'If paywall doesn't work I'm in the shit', admits News Int's commercial chief

LONDON - News International's commercial leader, Paul Hayes, joked his neck could be on the line if the publisher's eagerly anticipated plans to erect paywalls around online content fail next month.

News Int's Hayes admits he wrote the business plan for paywall
News Int's Hayes admits he wrote the business plan for paywall

Speaking at Haymarket Brand Media's inaugural Big Media Debate, News International's Hayes admitted he "wrote the business plan" behind the controversial move, and suggested the quality of future journalism could depend on it.

"If [the paywall] doesn't work then I'm in the shit," said Hayes. "I think that if it doesn't work we face a future of less good media."

The Times and Sunday Times launched their redesigned websites today and will begin charging next month after offering registered users a free trial for one month.

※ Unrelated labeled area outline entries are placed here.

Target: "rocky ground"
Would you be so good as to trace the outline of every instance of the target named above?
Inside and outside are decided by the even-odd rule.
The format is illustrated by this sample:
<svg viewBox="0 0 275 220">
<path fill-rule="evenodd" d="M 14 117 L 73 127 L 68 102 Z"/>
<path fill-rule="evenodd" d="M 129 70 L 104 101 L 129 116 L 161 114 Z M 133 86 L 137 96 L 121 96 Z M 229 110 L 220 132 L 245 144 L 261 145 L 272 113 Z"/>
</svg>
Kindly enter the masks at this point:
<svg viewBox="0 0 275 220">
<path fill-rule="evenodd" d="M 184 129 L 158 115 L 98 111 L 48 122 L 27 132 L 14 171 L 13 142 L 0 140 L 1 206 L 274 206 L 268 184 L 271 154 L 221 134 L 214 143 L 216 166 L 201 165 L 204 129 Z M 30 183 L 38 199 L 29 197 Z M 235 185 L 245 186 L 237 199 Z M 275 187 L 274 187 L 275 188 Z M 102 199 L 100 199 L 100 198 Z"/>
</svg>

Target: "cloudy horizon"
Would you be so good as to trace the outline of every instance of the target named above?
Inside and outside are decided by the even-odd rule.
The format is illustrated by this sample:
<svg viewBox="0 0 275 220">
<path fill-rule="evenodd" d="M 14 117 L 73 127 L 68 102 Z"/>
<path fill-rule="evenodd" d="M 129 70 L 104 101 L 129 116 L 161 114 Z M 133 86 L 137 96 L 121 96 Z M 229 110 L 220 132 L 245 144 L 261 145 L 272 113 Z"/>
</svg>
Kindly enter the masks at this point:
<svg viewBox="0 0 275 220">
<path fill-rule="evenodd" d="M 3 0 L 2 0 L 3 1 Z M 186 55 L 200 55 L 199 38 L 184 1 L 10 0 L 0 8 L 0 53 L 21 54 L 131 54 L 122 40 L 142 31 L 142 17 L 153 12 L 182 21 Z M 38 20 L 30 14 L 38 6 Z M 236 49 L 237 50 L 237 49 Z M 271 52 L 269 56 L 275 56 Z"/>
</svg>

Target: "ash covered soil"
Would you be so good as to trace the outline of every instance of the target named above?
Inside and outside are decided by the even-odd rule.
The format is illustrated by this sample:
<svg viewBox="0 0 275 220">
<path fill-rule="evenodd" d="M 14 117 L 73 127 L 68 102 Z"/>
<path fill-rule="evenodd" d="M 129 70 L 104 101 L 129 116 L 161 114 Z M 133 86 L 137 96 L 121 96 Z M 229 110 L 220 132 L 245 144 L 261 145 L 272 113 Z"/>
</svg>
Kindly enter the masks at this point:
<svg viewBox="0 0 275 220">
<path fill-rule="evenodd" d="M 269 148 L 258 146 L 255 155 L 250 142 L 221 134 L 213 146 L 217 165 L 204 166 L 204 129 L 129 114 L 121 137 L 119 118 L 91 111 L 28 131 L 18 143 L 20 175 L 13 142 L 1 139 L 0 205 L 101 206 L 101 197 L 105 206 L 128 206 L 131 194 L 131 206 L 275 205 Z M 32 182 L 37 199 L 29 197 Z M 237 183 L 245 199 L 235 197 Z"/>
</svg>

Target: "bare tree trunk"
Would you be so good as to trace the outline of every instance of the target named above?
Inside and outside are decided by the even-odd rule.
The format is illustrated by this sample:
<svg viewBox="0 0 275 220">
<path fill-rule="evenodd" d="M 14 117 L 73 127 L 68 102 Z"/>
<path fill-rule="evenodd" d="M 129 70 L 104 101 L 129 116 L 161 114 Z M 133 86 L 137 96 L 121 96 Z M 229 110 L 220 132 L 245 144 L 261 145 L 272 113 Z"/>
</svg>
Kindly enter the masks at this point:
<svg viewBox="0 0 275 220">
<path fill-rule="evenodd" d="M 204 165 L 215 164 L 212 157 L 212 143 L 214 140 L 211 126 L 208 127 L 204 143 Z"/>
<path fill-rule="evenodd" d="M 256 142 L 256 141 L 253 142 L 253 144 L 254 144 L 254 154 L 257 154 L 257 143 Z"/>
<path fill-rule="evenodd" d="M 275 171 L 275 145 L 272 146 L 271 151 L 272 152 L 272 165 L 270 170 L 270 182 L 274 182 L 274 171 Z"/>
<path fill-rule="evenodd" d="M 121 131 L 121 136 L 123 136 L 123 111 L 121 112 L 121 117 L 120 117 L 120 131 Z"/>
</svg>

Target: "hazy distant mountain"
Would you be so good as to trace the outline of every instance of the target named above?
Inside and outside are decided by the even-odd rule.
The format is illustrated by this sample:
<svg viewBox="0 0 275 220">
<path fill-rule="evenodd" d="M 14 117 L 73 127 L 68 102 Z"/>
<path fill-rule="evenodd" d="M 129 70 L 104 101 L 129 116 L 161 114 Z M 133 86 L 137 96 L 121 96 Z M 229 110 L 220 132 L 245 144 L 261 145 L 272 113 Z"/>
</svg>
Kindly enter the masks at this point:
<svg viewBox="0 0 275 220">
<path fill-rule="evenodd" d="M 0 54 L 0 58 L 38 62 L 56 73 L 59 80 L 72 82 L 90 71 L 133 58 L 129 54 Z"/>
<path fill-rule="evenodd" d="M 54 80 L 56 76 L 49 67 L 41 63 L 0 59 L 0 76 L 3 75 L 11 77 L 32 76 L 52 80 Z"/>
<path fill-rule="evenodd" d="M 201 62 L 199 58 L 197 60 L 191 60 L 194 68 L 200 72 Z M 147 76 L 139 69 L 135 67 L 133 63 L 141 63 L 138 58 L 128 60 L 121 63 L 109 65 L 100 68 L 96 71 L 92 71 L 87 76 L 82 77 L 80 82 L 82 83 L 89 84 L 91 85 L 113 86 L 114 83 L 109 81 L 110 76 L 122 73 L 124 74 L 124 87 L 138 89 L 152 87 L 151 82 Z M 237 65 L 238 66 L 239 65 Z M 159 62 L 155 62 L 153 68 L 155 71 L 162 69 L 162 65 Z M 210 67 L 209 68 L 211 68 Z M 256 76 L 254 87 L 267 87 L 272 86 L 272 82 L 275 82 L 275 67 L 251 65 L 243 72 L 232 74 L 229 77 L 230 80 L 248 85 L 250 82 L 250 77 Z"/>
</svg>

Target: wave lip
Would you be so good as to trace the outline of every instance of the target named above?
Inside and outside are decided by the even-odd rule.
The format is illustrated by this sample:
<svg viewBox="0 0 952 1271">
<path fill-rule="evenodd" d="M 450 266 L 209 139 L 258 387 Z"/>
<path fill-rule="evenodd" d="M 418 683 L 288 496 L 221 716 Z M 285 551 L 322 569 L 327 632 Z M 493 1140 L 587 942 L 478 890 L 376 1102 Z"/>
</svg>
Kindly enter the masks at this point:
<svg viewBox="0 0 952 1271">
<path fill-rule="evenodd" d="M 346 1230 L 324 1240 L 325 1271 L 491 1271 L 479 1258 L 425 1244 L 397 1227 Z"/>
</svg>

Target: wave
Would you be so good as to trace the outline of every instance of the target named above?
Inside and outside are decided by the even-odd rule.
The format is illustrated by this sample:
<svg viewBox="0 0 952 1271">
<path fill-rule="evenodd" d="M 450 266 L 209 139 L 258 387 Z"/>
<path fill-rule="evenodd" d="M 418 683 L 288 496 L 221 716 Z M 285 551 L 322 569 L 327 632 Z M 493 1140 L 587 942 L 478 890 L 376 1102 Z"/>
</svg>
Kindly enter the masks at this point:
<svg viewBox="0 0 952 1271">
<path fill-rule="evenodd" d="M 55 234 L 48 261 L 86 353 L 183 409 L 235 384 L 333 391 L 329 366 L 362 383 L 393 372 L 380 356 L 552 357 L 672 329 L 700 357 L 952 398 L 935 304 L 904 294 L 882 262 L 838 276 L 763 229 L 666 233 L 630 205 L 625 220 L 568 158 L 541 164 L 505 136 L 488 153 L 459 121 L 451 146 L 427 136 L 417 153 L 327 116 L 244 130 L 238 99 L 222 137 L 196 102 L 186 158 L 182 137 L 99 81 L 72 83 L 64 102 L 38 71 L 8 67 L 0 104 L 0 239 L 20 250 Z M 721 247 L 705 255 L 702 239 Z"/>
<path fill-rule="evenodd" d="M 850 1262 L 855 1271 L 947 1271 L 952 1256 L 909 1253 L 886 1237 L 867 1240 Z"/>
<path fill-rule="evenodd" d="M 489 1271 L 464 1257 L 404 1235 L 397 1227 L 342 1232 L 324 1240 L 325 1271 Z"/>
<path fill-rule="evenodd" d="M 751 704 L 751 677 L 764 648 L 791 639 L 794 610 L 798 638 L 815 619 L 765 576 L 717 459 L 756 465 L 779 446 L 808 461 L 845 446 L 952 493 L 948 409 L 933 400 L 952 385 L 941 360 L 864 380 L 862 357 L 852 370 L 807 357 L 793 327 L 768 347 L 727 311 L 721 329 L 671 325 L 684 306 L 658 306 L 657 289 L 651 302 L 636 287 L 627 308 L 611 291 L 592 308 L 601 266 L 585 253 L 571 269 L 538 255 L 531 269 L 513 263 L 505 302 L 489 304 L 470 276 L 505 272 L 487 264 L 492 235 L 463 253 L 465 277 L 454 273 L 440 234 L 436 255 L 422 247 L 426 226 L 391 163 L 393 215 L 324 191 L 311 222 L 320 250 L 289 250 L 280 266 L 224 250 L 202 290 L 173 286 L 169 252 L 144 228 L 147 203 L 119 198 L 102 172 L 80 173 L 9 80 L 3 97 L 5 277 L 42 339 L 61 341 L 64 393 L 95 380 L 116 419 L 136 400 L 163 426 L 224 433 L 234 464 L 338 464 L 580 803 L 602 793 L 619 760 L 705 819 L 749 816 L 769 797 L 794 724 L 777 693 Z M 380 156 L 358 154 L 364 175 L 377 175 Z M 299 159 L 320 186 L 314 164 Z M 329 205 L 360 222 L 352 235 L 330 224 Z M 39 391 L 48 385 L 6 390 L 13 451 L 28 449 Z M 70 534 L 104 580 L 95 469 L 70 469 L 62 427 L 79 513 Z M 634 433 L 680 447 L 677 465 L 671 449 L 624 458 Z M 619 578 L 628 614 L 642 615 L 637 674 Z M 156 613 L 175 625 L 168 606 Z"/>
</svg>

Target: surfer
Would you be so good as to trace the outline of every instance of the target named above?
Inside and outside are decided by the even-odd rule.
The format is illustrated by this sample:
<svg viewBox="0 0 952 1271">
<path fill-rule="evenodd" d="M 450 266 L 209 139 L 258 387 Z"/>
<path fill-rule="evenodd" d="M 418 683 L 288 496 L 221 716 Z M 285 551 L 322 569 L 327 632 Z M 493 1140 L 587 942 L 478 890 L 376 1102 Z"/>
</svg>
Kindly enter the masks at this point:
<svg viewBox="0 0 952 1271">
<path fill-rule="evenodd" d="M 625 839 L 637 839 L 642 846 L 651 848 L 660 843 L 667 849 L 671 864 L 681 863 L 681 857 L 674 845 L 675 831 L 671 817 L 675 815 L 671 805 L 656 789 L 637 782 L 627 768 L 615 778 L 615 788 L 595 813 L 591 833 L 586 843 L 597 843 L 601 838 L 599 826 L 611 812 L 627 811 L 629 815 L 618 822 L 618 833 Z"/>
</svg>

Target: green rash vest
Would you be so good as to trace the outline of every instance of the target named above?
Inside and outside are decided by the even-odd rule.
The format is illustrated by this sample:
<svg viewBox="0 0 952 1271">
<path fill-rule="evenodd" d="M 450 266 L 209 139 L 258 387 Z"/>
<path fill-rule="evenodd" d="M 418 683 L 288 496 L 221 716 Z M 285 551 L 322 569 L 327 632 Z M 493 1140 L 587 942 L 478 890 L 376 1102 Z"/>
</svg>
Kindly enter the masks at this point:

Once operational, users will be asked to pay £1 a day or £2 a week for access to both titles. Previously, content from both titles has been freely available through News International's Times Online site.

Hayes has led commercial operations at the publisher behind The Times and The Sun since June 2008, when he was promoted to managing director, commercial.

He dismissed suggestions that News International's online success was dependent upon other publishers implementing a similar subscription-model.

"I think it can work for our business and if others want to pursue their own models that's fine," he said.

"Digital is still a very, very, very young industry and people will experiment."

Meanwhile, James Harding, editor of The Times, has today suggested the success of the planned paywall could be pivotal to the survival of the quality newspaper.

Talking to Radio 4's 'Today' programme, Harding said: "Everyone talks a great deal about the viral capabilities of the web.

"We're worried that viral capability wipes us out and actually what's much more important to us is that we create a sustainable economics for the future of journalism online."